Mon berceau s’adossait à la bibliothèque,
Babel [1] sombre, où roman, science, fabliau [2],
Tout, la cendre latine et la poussière grecque,
Se mêlaient. J’étais haut comme un in-folio [3].
Deux voix me parlaient. L’une, insidieuse et ferme,
Disait : « La Terre est un gâteau plein de douceur ;
Je puis (et ton plaisir serait alors sans terme !)
Te faire un appétit d’une égale grosseur. »
Et l’autre : « Viens ! oh ! viens voyager dans les rêves,
Au delà du possible, au delà du connu ! »

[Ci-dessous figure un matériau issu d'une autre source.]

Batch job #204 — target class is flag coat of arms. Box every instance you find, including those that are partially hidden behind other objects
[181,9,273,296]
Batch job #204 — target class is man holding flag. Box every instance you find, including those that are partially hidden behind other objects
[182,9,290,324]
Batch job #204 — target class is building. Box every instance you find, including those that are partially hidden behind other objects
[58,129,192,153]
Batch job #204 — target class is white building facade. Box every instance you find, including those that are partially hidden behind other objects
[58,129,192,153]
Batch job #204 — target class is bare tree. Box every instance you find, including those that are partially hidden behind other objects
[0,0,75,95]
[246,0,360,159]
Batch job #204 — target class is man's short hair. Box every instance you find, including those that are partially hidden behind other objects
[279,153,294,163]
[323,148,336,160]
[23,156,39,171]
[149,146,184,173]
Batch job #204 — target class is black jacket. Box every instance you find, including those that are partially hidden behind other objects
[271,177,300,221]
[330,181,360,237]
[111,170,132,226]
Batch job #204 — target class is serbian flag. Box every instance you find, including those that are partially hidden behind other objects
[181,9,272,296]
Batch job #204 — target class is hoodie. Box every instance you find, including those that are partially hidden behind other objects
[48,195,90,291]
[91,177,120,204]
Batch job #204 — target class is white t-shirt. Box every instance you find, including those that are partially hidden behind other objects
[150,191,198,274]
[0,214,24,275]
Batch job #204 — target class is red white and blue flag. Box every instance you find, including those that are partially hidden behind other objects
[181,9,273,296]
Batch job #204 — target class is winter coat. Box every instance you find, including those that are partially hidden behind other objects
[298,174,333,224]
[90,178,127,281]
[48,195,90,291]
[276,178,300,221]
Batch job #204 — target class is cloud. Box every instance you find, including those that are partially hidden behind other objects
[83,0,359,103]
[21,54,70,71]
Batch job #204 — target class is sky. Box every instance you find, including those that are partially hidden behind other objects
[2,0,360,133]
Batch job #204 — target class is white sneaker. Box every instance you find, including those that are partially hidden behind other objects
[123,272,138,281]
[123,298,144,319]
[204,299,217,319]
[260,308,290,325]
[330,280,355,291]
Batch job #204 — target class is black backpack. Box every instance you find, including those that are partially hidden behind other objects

Et celle-là chantait comme le vent des grèves [4],
Fantôme vagissant [5], on ne sait d’où venu,
Qui caresse l’oreille et cependant l’effraie.
Je te répondis : « Oui ! douce voix ! » C’est d’alors
Que date ce qu’on peut, hélas ! nommer ma plaie
Et ma fatalité. Derrière les décors
De l’existence immense, au plus noir de l’abîme,
Je vois distinctement des mondes singuliers,
Et, de ma clairvoyance extatique [6] victime,
Je traîne des serpents qui mordent mes souliers.
Et c’est depuis ce temps que, pareil aux prophètes,
J’aime si tendrement le désert et la mer ;
Que je ris dans les deuils et pleure dans les fêtes,
Et trouve un goût suave au vin le plus amer ;
Que je prends très souvent les faits pour des mensonges,
Et que, les yeux au ciel, je tombe dans des trous.
Mais la Voix me console et dit : « Garde tes songes :
Les sages n’en ont pas d’aussi beaux que les fous ! »
[1] Selon la Bible, grande cité antique ou coexistaient nombre de peuples parlant des langues différentes.
[2] Conte en vers, à la mode dans les premiers âges de la poésie française.
[3] Format de livre où la feuille a été pliée une fois, donnant ainsi deux feuillets. Cela correspond à-peu-près à l’actuel format A3 soit 60 cm de haut.
[4] Terrains plats et sablonneux le long de la mer ou d’une grande rivière
[5] Ayant la voix plaintive du nouveau-né.
[6] Eprouvant une forte sensation d’extase.